Decidiram levar logo um dos mais pesados, pois era, ao mesmo tempo, o mais bem posicionado para ser retirado de lá com facilidade. “Cadê o lençol vermelho?”, indagava um dos rapazes, frustrado por só ter um preto, sendo que, idealmente, usam-se dois para carregar uma única pessoa. Ninguém achou.

O corpo era pesado demais, reclamavam. Iriam precisar de mais homens na próxima viagem, insistiam. Os descontentamentos seguiam juntos a pisadas em falso que poderiam tanto torcer um tornozelo quanto derrubar alguém ribanceira abaixo. Chegando na mureta pela qual entramos, a pickup deu ré e parou próxima para que o corpo pudesse ser encaixado na caçamba. Esforçando-se ao máximo para não arrastar o rosto do cadáver no chão, levantaram-no num impulso só e encaixaram na traseira do automóvel.

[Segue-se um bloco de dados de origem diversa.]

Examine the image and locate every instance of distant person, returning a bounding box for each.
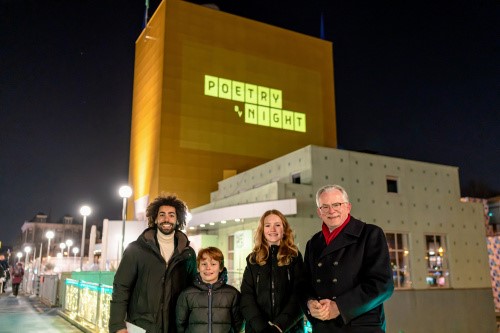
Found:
[176,247,243,333]
[0,254,10,293]
[304,185,394,333]
[10,262,24,297]
[109,195,196,333]
[241,209,304,333]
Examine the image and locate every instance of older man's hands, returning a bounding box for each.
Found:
[307,299,340,320]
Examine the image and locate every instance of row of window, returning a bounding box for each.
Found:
[227,232,450,289]
[386,232,450,288]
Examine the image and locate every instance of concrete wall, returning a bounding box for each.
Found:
[385,288,497,333]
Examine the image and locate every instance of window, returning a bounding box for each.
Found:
[386,176,398,193]
[425,235,450,288]
[385,232,411,288]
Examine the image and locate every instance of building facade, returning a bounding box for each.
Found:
[188,146,496,333]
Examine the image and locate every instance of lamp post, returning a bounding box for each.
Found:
[66,239,73,257]
[45,230,54,262]
[79,206,92,272]
[118,185,132,260]
[59,243,66,257]
[71,246,79,264]
[24,246,31,267]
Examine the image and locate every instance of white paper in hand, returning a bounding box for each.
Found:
[125,321,146,333]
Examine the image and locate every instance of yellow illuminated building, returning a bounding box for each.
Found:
[129,0,337,219]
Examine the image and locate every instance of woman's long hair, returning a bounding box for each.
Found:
[250,209,299,266]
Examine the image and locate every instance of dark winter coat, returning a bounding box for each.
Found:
[304,217,394,333]
[109,227,196,333]
[241,245,304,333]
[176,268,243,333]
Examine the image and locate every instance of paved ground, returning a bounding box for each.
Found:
[0,289,82,333]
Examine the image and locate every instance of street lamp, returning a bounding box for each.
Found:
[71,246,79,264]
[59,243,66,257]
[24,246,31,267]
[66,239,73,257]
[45,230,54,262]
[79,206,92,272]
[118,185,132,258]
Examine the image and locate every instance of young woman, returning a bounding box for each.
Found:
[241,209,304,333]
[176,247,243,333]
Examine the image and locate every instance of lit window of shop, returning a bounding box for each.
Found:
[425,235,450,288]
[385,232,411,289]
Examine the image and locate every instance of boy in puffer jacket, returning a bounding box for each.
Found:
[176,247,243,333]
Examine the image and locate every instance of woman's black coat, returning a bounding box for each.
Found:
[241,245,304,333]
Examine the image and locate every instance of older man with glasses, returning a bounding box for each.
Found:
[304,185,394,333]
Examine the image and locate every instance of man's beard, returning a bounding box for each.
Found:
[156,222,176,235]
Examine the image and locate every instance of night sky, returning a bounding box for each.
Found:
[0,0,500,245]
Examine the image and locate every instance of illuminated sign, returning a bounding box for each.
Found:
[205,75,306,133]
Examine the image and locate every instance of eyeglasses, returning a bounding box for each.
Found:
[319,202,348,213]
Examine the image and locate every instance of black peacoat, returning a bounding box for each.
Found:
[304,216,394,333]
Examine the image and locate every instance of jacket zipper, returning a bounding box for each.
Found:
[271,246,276,320]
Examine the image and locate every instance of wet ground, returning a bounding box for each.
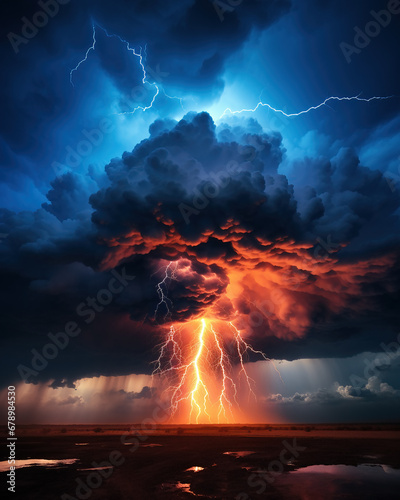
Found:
[0,431,400,500]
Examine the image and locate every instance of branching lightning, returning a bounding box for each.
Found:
[69,24,96,87]
[70,23,184,115]
[220,94,393,118]
[153,318,282,423]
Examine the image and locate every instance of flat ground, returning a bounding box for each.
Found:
[1,425,400,500]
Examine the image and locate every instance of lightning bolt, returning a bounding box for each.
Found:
[69,24,96,87]
[153,318,283,424]
[69,23,188,115]
[220,94,394,119]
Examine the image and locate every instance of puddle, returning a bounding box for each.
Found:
[224,451,255,458]
[185,465,204,472]
[76,465,114,470]
[0,458,78,472]
[161,481,198,497]
[275,464,400,500]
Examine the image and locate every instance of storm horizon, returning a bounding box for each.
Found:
[0,0,400,424]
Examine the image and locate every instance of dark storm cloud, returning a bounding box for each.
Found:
[0,113,399,386]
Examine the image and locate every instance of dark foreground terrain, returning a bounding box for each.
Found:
[0,426,400,500]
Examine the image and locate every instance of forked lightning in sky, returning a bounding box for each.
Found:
[70,23,393,119]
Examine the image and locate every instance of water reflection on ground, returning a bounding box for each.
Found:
[224,451,254,458]
[275,464,400,500]
[0,458,78,472]
[185,465,204,472]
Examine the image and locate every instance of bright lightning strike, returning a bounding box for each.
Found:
[69,23,188,115]
[69,24,96,87]
[153,318,282,424]
[220,94,393,118]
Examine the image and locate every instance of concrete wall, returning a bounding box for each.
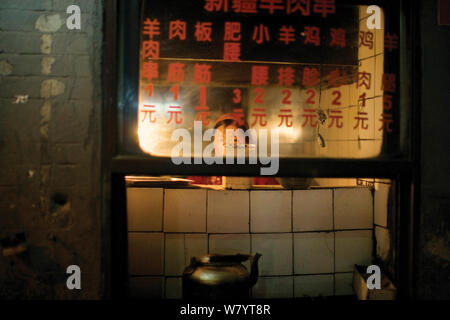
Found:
[415,1,450,299]
[0,0,102,299]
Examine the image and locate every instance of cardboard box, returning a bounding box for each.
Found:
[353,264,397,300]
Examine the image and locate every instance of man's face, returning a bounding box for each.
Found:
[214,123,245,156]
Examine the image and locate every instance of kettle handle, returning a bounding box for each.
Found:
[249,253,262,288]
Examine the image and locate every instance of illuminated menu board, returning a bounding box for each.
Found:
[136,0,400,158]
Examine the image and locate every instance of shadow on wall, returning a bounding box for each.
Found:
[0,233,66,300]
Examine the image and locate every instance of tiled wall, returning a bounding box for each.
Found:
[127,187,385,298]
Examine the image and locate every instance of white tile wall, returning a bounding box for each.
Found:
[252,233,292,276]
[127,183,378,299]
[292,189,333,232]
[252,276,293,299]
[128,232,164,275]
[164,189,206,232]
[335,230,372,272]
[128,277,164,299]
[250,190,292,232]
[127,188,163,231]
[207,190,249,233]
[334,188,373,230]
[164,233,208,276]
[184,234,208,265]
[294,274,334,298]
[209,234,250,254]
[373,183,391,227]
[209,233,251,270]
[294,232,334,274]
[164,233,186,276]
[334,272,354,296]
[165,277,183,299]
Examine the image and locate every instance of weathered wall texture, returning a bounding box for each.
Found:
[416,1,450,299]
[0,0,102,299]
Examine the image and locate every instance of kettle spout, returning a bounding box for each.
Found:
[249,253,261,288]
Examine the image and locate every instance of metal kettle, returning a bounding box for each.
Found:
[182,253,261,300]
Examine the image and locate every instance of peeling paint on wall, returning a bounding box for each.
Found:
[0,60,13,76]
[425,233,450,266]
[40,100,52,139]
[41,34,52,54]
[41,57,55,74]
[34,14,64,32]
[41,79,66,99]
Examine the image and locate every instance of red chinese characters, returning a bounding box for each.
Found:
[303,27,320,46]
[328,110,344,129]
[203,0,228,12]
[142,40,159,59]
[358,31,373,50]
[142,18,160,59]
[259,0,284,14]
[278,26,295,44]
[231,0,258,13]
[195,86,210,126]
[356,71,371,89]
[278,109,292,128]
[142,18,160,40]
[384,32,398,52]
[252,24,270,44]
[223,22,241,41]
[141,104,156,123]
[278,67,295,87]
[378,73,397,132]
[223,21,241,61]
[194,22,212,42]
[251,108,267,127]
[167,62,185,82]
[142,61,158,81]
[194,63,211,84]
[233,108,245,126]
[313,0,336,18]
[167,106,183,124]
[330,28,345,48]
[223,42,241,61]
[252,66,269,86]
[286,0,311,16]
[353,111,369,130]
[169,20,186,40]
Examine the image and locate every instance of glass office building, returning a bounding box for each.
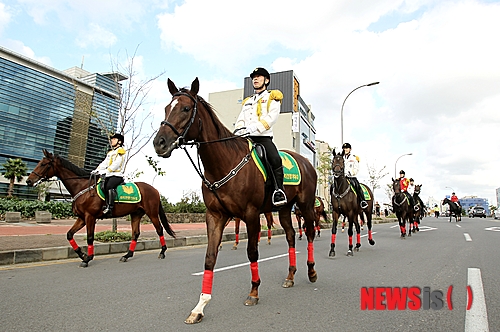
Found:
[0,47,126,198]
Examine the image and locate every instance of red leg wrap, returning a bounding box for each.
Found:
[307,242,314,262]
[250,262,260,282]
[288,248,297,266]
[201,270,214,294]
[128,240,137,251]
[69,239,78,250]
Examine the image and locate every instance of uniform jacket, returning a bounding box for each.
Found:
[399,178,410,192]
[234,90,283,136]
[344,153,359,178]
[96,146,126,177]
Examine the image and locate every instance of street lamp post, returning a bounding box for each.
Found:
[340,82,380,147]
[394,152,413,179]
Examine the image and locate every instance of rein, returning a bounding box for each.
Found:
[161,91,255,212]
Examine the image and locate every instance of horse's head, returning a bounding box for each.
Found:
[153,78,201,158]
[391,178,401,194]
[332,149,344,178]
[26,149,57,187]
[415,184,422,195]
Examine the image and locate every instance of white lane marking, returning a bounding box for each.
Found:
[465,268,489,332]
[418,226,437,232]
[191,251,300,276]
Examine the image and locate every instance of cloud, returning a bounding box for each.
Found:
[0,2,12,36]
[76,23,117,48]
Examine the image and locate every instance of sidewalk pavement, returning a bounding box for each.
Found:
[0,217,290,266]
[0,216,394,266]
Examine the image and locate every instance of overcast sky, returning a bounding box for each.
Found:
[0,0,500,205]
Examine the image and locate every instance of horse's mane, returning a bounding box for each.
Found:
[55,155,90,176]
[189,89,248,151]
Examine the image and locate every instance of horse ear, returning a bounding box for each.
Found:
[190,77,200,97]
[167,78,179,96]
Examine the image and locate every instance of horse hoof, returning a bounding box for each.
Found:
[245,296,259,306]
[184,312,203,324]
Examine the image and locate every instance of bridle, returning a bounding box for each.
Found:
[161,91,201,149]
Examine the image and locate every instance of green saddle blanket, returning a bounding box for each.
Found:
[351,183,372,201]
[248,141,302,186]
[97,182,141,203]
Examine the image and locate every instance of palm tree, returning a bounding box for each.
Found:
[1,158,28,197]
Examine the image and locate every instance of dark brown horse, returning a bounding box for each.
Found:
[231,212,274,250]
[328,149,375,257]
[295,196,328,240]
[153,78,317,324]
[26,150,175,267]
[392,179,414,239]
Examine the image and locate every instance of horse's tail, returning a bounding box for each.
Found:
[158,203,175,238]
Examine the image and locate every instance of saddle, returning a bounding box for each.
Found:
[96,181,142,203]
[248,141,302,186]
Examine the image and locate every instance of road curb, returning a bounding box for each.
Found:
[0,229,285,266]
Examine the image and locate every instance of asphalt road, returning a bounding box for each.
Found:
[0,218,500,331]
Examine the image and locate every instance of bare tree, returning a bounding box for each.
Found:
[367,165,389,196]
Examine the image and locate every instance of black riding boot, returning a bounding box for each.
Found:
[351,178,368,209]
[272,167,287,206]
[102,189,116,218]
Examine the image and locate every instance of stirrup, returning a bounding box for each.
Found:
[272,188,287,206]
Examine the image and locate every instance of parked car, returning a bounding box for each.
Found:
[469,206,486,218]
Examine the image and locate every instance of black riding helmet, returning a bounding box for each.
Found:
[250,67,271,86]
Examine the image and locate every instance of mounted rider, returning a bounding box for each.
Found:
[408,178,425,209]
[234,67,287,206]
[342,143,368,209]
[91,134,127,218]
[450,192,462,209]
[399,170,419,211]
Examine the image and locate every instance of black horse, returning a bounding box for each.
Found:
[443,198,462,222]
[392,179,414,239]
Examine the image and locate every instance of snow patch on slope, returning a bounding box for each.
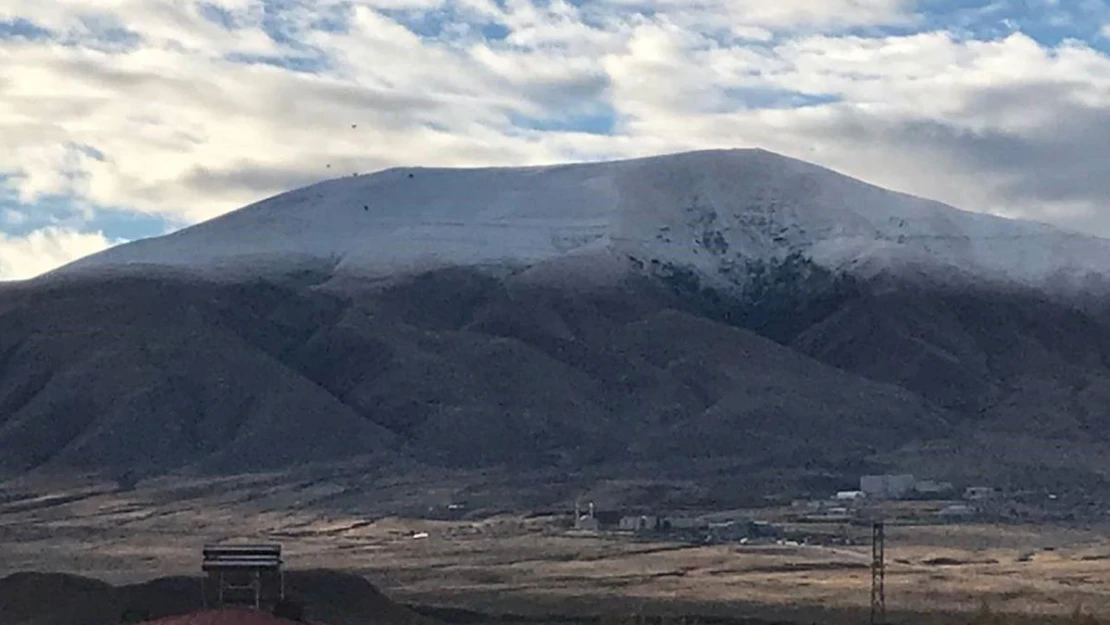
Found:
[60,150,1110,295]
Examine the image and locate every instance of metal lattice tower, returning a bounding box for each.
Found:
[871,521,887,625]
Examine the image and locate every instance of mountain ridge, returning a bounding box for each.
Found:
[50,149,1110,294]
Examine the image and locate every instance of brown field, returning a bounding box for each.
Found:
[0,478,1110,623]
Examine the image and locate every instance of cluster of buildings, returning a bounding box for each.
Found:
[794,473,999,521]
[574,502,780,542]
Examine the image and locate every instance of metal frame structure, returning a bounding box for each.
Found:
[870,521,887,625]
[201,544,285,609]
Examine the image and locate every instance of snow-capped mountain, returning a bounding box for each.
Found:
[58,150,1110,288]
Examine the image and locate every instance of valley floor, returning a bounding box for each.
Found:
[0,470,1110,623]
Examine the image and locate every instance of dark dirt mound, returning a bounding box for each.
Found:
[0,569,436,625]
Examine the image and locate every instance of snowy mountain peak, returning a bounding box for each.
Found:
[57,150,1110,295]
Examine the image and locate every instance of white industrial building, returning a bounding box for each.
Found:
[859,473,917,500]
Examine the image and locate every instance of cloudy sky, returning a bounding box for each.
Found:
[0,0,1110,279]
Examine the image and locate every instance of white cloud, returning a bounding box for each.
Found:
[0,0,1110,264]
[0,226,122,280]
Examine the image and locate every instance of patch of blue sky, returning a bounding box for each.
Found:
[508,103,617,134]
[915,0,1110,50]
[196,2,240,30]
[381,4,511,41]
[0,177,173,241]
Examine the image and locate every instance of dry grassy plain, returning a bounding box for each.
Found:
[0,470,1110,623]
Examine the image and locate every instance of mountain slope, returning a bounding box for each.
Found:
[10,146,1110,495]
[0,270,948,481]
[60,150,1110,297]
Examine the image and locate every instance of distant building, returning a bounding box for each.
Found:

Essa era uma das muitas viagens que se sucederiam ao longo do dia, revelando o dobro de corpos informados inicialmente pelas autoridades, com as declarações da Defensoria Pública à imprensa afirmando se tratar de mais de 130 mortos ao todo (no momento de publicação desta reportagem, o número oficial era de 121). A cada hora que passava, algum familiar encontrava o paradeiro de seu ente querido.

Elieci descobriu seu filho Fábio no meio dos cadáveres resgatados no fim da manhã de quarta-feira.